| | For all \(x\):
\[
\begin{aligned}
e^x &= \sum_{k=0}^\infty \frac{x^k}{k!} \\
\cos x &= \sum_{k=0}^\infty (-1)^k \frac{x^{2k}}{(2k)!} \\
\sin x &= \sum_{k=0}^\infty (-1)^k \frac{x^{2k+1}}{(2k+1)!} \\
\cosh x &= \sum_{k=0}^\infty \frac{x^{2k}}{(2k)!} \\
\sinh x &= \sum_{k=0}^\infty \frac{x^{2k+1}}{(2k+1)!} \\
\end{aligned}
\] |
|
For \(\lvert x \rvert < 1\):
\[
\begin{aligned}
\frac{1}{1 - x} &= \sum_{k=0}^\infty x^k \\
\ln(1+x) &= \sum_{k=1}^\infty (-1)^{k+1} \frac{x^k}{k} \\
\arctan(x) &= \sum_{k=0}^\infty (-1)^k \frac{x^{2k+1}}{2k+1} \\
(1 + x)^\alpha &= \sum_{k=0}^\infty {\alpha \choose k} x^k \\
\end{aligned}
\] |
Hyperbolic trigonometric functions
| |
\[
\begin{aligned}
\sinh(x) &= \frac{e^x - e^{-x}}{2} \\
\cosh(x) &= \frac{e^x + e^{-x}}{2} \\
\tanh(x) &= \frac{e^x - e^{-x}}{e^x + e^{-x}} = \frac{\sinh(x)}{\cosh(x)} \\
\end{aligned}
\] |
|
|
The Taylor series about \(x = 0\) of any given function:
| |
\[
\begin{aligned}
\displaystyle f(x) = \sum_{k=0}^\infty f^{(k)}(0)\frac{x^k}{k!} \\
\end{aligned}
\] |
Some interesting observations:
- The long polynomial of \(\displaystyle e^x = \sum_{k=0}^\infty \frac{x^k}{k!}\) can easily be verified to be just the Taylor series about \(x = 0\) of \(e^x\)
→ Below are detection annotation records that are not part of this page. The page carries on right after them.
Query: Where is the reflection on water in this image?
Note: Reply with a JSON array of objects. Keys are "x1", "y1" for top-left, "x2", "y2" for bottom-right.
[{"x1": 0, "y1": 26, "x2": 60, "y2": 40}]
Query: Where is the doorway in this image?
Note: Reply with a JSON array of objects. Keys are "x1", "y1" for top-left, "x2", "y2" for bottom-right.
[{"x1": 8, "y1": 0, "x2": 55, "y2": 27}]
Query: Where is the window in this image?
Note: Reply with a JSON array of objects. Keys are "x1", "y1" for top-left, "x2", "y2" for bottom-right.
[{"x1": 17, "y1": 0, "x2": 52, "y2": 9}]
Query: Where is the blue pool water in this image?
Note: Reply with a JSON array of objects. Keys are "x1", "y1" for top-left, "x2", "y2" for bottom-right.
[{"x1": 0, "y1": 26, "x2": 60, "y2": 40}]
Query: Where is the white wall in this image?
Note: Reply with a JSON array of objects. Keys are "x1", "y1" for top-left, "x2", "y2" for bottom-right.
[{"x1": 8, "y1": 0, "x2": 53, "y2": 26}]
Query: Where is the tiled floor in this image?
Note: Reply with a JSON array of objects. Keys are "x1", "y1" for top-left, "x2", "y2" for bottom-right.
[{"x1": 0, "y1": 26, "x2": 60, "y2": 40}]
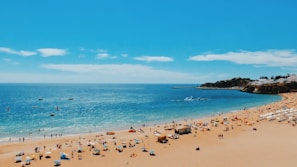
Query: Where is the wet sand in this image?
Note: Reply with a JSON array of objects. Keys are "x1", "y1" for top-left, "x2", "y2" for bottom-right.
[{"x1": 0, "y1": 93, "x2": 297, "y2": 167}]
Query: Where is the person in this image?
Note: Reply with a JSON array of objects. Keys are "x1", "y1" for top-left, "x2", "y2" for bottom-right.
[{"x1": 39, "y1": 153, "x2": 43, "y2": 160}]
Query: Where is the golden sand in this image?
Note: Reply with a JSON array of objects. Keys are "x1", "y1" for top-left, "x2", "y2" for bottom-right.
[{"x1": 0, "y1": 93, "x2": 297, "y2": 167}]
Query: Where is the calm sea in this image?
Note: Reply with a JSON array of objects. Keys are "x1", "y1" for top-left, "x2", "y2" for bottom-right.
[{"x1": 0, "y1": 84, "x2": 281, "y2": 142}]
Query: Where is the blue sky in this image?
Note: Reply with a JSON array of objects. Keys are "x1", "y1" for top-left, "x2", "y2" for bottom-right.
[{"x1": 0, "y1": 0, "x2": 297, "y2": 84}]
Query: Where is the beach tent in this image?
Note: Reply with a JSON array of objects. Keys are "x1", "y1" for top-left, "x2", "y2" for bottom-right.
[
  {"x1": 54, "y1": 160, "x2": 61, "y2": 166},
  {"x1": 157, "y1": 135, "x2": 168, "y2": 143},
  {"x1": 45, "y1": 151, "x2": 52, "y2": 158},
  {"x1": 150, "y1": 150, "x2": 156, "y2": 156},
  {"x1": 16, "y1": 151, "x2": 25, "y2": 156},
  {"x1": 93, "y1": 148, "x2": 100, "y2": 155},
  {"x1": 26, "y1": 157, "x2": 31, "y2": 165},
  {"x1": 15, "y1": 156, "x2": 22, "y2": 163},
  {"x1": 175, "y1": 125, "x2": 191, "y2": 135},
  {"x1": 77, "y1": 146, "x2": 84, "y2": 153},
  {"x1": 60, "y1": 152, "x2": 69, "y2": 160}
]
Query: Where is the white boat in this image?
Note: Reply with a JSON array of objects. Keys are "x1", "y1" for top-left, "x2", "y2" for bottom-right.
[{"x1": 184, "y1": 96, "x2": 195, "y2": 101}]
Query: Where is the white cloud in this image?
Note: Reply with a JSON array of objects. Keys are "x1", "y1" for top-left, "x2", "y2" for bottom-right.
[
  {"x1": 42, "y1": 64, "x2": 199, "y2": 83},
  {"x1": 134, "y1": 56, "x2": 174, "y2": 62},
  {"x1": 0, "y1": 47, "x2": 37, "y2": 56},
  {"x1": 189, "y1": 50, "x2": 297, "y2": 67},
  {"x1": 96, "y1": 53, "x2": 109, "y2": 59},
  {"x1": 121, "y1": 54, "x2": 128, "y2": 57},
  {"x1": 37, "y1": 48, "x2": 68, "y2": 57}
]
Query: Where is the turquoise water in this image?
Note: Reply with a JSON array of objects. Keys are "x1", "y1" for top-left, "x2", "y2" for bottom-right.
[{"x1": 0, "y1": 84, "x2": 281, "y2": 142}]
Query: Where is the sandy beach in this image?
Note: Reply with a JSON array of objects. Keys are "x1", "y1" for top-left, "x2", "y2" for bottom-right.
[{"x1": 0, "y1": 93, "x2": 297, "y2": 167}]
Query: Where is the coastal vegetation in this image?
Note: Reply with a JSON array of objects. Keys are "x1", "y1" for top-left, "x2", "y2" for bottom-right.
[{"x1": 199, "y1": 74, "x2": 297, "y2": 94}]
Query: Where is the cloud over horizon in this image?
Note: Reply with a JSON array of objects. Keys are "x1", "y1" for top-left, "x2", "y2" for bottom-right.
[
  {"x1": 41, "y1": 64, "x2": 200, "y2": 83},
  {"x1": 0, "y1": 47, "x2": 37, "y2": 57},
  {"x1": 37, "y1": 48, "x2": 68, "y2": 57},
  {"x1": 189, "y1": 50, "x2": 297, "y2": 67},
  {"x1": 134, "y1": 56, "x2": 174, "y2": 62}
]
- The Taylor series about \(x = 0\) of a polynomial is the polynomial per se
- Geometric series such as \(1 + x + x^2 + x^3 + \cdots\) can easily be verified to be the Taylor series about \(x = 0 \) of \(\displaystyle \frac{1}{1-x}\)
It turns out \(e^{x}\) can be defined as a long polynomial:
| |
\[
\begin{aligned}
\displaystyle e^x = \sum_{k=0}^\infty \frac{x^k}{k!} \\
\end{aligned}
\] |
which has some nice properties.
For example, as a polynomial it's not hard to see that the derivative of \(e^x\) is equal to itself, and the integral of \(e^x\) is \(e^x + C\).
Per Euler's formula,
| |
\[
\begin{aligned}
\displaystyle e^{ix} = \cos(x) + i \sin(x) \\
\end{aligned}
\] |
but treating \(e^{ix}\) as a long polynomial,
| |
\[
\begin{aligned}
\displaystyle e^{ix} &= 1 + ix + \frac{i^2x^2}{2!} + \frac{i^3x^3}{3!} + \frac{i^4x^4}{4!} + \frac{i^5x^5}{5!} + \frac{i^6x^6}{6!} + \cdots \\
\displaystyle &= 1 + ix - \frac{x^2}{2!} - \frac{ix^3}{3!} + \frac{x^4}{4!} + \frac{ix^5}{5!} - \frac{x^6}{6!} + \cdots \\
\displaystyle &= (1 - \frac{x^2}{2!} + \frac{x^4}{4!} - \frac{x^6}{6!} + \cdots) + i(x - \frac{x^3}{3!} + \frac{x^5}{5!} + \cdots) \\
\end{aligned}
\] |
Therefore,
| |
\[
\begin{aligned}
\displaystyle \cos x &= \sum_{k=0}^\infty (-1)^k\frac{x^{2k}}{(2k)!} \\
\displaystyle \sin x &= \sum_{k=0}^\infty (-1)^k\frac{x^{2k+1}}{(2k+1)!} \\
\end{aligned}
\] |
Treating these as long polynomials, it's rather easy to verify that the derivative of \(\cos x\) is \(- \sin x\), and likewise the derivative of \(\sin x\) is \(\cos x\).